The Department for Culture, Media and Sport (DCMS) has signed the formal agreement with EE, Three, Virgin Media and Vodafone, following the government department’s pledge in September 2013 to create a Telecoms Consumer Action Plan including the issue.
The European Commission began capping the amount mobile operators could charge for calls, texts and data when European citizens were roaming from 2009, but the EC commissioner responsible for the digital agenda, Neelie Kroes, is determined to cut them entirely by the next European elections.
“There is no other sector of our incomplete European single market where the barriers are so unneeded, and yet so high,” said Kroes in a speech to the European Parliament earlier this year. “The time for change is now.”
Although the timescale of the DCMS’s plan is not as ambitious as that of Kroes, it is a positive step towards achieving her goals, which many operators have previously held issue with, claiming they will damage revenues and, in turn, their ability to invest into new networks.
“The government has made it clear that it sees no place for mobile roaming charges in a true European Single Market,” read the formal agreement released by the DCMS on 3 December 2013.
“The UK has been at the forefront of efforts to bring down roaming charges over time and the current EU Roaming Regulation will see roaming charges decline further. The market is responding. Operators offer various deals – such as daily rates, no roaming charges when using partner networks, or a contract price that includes roaming – which can help consumers and businesses manage costs.

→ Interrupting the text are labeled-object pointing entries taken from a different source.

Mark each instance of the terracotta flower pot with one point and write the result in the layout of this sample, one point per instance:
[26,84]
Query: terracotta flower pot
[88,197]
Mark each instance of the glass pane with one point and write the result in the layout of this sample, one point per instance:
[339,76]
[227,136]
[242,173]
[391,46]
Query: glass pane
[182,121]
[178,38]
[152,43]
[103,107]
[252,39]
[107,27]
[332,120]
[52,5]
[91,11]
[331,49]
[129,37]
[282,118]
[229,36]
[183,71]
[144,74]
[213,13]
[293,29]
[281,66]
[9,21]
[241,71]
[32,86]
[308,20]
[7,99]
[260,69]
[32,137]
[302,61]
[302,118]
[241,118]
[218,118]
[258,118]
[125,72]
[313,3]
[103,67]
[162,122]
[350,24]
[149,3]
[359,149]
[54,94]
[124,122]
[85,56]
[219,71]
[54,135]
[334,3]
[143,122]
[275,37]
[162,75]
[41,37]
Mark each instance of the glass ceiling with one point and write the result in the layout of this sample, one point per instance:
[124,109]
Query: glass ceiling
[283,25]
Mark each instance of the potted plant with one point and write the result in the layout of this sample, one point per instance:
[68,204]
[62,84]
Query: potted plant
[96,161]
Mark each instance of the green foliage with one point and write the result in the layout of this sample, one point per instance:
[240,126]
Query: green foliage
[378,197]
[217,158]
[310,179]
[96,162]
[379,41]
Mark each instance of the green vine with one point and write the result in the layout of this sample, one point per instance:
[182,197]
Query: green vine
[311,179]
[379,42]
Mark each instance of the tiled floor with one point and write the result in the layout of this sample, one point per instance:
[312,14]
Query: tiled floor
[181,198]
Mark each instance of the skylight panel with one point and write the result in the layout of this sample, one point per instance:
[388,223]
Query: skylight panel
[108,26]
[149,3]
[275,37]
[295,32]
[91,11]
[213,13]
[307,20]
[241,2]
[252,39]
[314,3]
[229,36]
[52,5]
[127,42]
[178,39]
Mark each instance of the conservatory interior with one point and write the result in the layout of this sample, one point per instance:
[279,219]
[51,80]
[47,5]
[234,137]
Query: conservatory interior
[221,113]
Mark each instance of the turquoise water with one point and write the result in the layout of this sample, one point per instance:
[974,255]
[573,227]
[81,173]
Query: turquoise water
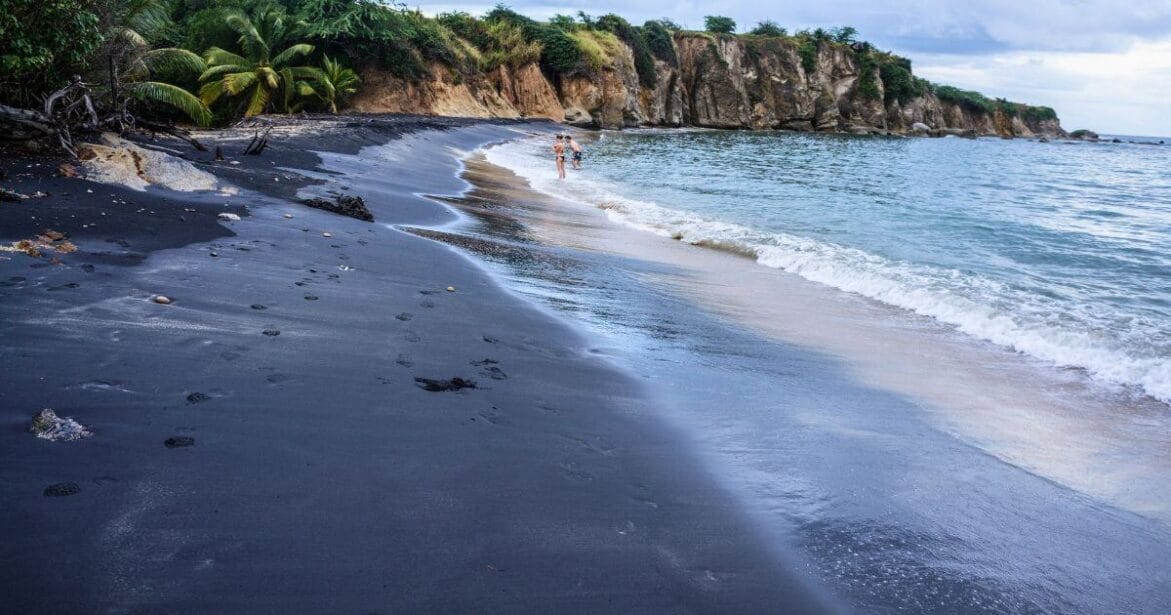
[935,376]
[1061,251]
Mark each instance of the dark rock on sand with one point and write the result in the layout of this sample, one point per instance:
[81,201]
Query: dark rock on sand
[437,385]
[197,397]
[60,490]
[48,425]
[344,205]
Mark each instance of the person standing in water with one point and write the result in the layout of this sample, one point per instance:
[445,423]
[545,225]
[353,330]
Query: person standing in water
[577,152]
[559,151]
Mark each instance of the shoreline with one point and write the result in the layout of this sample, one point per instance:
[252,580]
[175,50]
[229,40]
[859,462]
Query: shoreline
[807,441]
[321,475]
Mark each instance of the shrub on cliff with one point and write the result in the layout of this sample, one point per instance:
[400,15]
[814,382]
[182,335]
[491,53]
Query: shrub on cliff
[768,28]
[898,82]
[807,49]
[972,101]
[644,61]
[719,25]
[661,41]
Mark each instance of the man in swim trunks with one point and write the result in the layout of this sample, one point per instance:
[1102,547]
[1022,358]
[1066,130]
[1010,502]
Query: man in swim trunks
[559,151]
[577,152]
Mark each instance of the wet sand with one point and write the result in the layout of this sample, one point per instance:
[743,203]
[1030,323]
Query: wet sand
[869,470]
[321,473]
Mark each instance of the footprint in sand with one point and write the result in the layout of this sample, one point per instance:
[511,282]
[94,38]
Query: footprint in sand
[570,472]
[493,417]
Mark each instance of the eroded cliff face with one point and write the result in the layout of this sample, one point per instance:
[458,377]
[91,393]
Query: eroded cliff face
[717,82]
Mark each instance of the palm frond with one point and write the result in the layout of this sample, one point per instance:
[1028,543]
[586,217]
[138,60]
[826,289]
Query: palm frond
[211,91]
[271,77]
[258,103]
[146,18]
[223,69]
[214,55]
[173,96]
[251,41]
[129,36]
[288,88]
[237,82]
[285,56]
[173,60]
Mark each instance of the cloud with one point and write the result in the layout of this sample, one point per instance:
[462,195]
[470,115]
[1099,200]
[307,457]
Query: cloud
[1102,63]
[1117,91]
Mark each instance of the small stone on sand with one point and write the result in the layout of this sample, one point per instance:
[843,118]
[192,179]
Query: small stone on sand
[60,490]
[178,442]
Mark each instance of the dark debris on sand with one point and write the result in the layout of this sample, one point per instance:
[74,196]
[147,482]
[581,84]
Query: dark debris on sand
[438,385]
[344,205]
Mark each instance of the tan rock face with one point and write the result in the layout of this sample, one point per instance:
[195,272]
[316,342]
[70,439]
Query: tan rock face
[528,91]
[609,98]
[719,82]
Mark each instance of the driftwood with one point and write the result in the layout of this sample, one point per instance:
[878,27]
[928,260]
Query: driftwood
[72,109]
[258,143]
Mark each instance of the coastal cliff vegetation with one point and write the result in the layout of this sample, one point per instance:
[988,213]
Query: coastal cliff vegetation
[214,61]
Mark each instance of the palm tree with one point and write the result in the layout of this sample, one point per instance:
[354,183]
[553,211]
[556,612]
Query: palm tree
[335,84]
[257,74]
[132,62]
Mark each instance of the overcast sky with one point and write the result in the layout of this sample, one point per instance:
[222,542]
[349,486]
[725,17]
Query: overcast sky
[1102,65]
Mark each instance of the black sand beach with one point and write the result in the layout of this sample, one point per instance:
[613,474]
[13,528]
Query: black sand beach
[269,442]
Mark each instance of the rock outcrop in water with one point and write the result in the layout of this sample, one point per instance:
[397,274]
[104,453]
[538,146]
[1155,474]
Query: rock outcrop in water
[732,82]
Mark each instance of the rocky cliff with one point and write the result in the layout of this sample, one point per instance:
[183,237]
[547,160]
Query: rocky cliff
[732,82]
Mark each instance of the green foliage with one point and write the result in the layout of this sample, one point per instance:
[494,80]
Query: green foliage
[768,28]
[333,86]
[259,75]
[566,22]
[868,77]
[808,46]
[659,41]
[719,25]
[644,61]
[972,101]
[172,96]
[898,82]
[42,42]
[844,35]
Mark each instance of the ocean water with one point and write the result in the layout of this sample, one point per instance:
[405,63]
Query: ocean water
[1057,251]
[935,370]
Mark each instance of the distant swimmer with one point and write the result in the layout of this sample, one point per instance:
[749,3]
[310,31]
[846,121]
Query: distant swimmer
[559,150]
[577,152]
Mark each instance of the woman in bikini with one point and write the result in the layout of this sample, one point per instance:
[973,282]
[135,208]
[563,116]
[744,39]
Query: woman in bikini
[559,150]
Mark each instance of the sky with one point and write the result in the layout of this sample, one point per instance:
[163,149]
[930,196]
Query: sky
[1102,65]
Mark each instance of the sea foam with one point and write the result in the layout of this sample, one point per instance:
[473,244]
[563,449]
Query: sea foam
[1067,335]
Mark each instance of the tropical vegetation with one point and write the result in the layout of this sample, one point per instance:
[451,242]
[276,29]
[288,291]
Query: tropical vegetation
[206,61]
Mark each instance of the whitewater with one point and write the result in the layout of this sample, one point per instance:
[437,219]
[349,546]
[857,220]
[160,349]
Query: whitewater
[1057,251]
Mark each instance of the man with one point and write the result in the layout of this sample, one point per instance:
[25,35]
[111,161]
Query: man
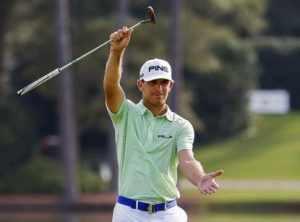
[152,142]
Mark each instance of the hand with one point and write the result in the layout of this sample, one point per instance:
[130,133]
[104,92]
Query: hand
[120,39]
[207,184]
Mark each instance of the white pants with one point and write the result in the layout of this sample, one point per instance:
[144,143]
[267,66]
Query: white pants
[123,213]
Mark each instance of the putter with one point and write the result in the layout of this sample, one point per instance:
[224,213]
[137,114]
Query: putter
[57,71]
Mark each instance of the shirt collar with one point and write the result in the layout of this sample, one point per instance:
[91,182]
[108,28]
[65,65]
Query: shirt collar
[169,114]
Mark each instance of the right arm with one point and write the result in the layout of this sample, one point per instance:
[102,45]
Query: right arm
[114,94]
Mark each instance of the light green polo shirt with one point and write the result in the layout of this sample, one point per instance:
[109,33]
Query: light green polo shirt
[147,149]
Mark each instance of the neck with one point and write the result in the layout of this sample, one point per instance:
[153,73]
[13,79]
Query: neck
[156,110]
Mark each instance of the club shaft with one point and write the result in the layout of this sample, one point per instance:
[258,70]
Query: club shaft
[57,71]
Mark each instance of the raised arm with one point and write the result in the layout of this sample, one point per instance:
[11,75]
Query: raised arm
[193,170]
[114,94]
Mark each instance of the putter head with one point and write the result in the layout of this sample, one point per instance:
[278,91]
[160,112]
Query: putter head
[151,15]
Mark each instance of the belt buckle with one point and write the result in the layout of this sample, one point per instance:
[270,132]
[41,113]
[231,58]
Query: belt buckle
[150,208]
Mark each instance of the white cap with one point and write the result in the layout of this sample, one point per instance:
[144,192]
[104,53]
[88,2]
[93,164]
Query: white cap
[156,69]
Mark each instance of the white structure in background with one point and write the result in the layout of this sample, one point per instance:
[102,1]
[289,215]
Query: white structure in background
[270,101]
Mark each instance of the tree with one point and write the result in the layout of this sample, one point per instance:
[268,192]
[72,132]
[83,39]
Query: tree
[66,106]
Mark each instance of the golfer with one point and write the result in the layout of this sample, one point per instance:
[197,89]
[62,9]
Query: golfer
[152,141]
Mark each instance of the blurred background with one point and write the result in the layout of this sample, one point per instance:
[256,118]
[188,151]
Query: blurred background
[236,69]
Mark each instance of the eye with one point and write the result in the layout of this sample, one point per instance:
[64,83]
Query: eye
[165,82]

“But we want to go further. We will work with Ofcom and the industry to develop a UK government position for ongoing negotiations in the EU that will help us achieve the goal of eliminating roaming charges within the EU by 2016. This will need to be accompanied by appropriate safeguards to prevent abuse and ensure that UK mobile operators are encouraged to continue to invest in their networks.”
Tariff transparency for mobile users
The agreement also contains pledges to help consumers avoid bill shocks, with operators promising to work towards introducing a monetary cap on customer liability when their phone is lost or stolen, and a deal for the networks to work with Ofcom on improving transparency so prices do not rise unexpectedly during a contract period.
However, this last proposal has led to one of the UK’s biggest networks, O2, refusing to sign up to the agreement.
A spokeswoman from the company said: “We have a track record of delivering for consumers and we welcome any measures that improve transparency, clarity and fairness in consumer contracts. However, one area of the government’s announcement relates to Ofcom’s recently published guidance on ‘price rises in fixed-term contracts’.
“We need clarity on what the guidance means for us and our customers before we can sign up to all the commitments referred to by the government and we have been unable to obtain such clarity from government or Ofcom at the time of this publication.”
Computer Weekly contacted the DCMS for a response, but it had not returned the request at the time of publication.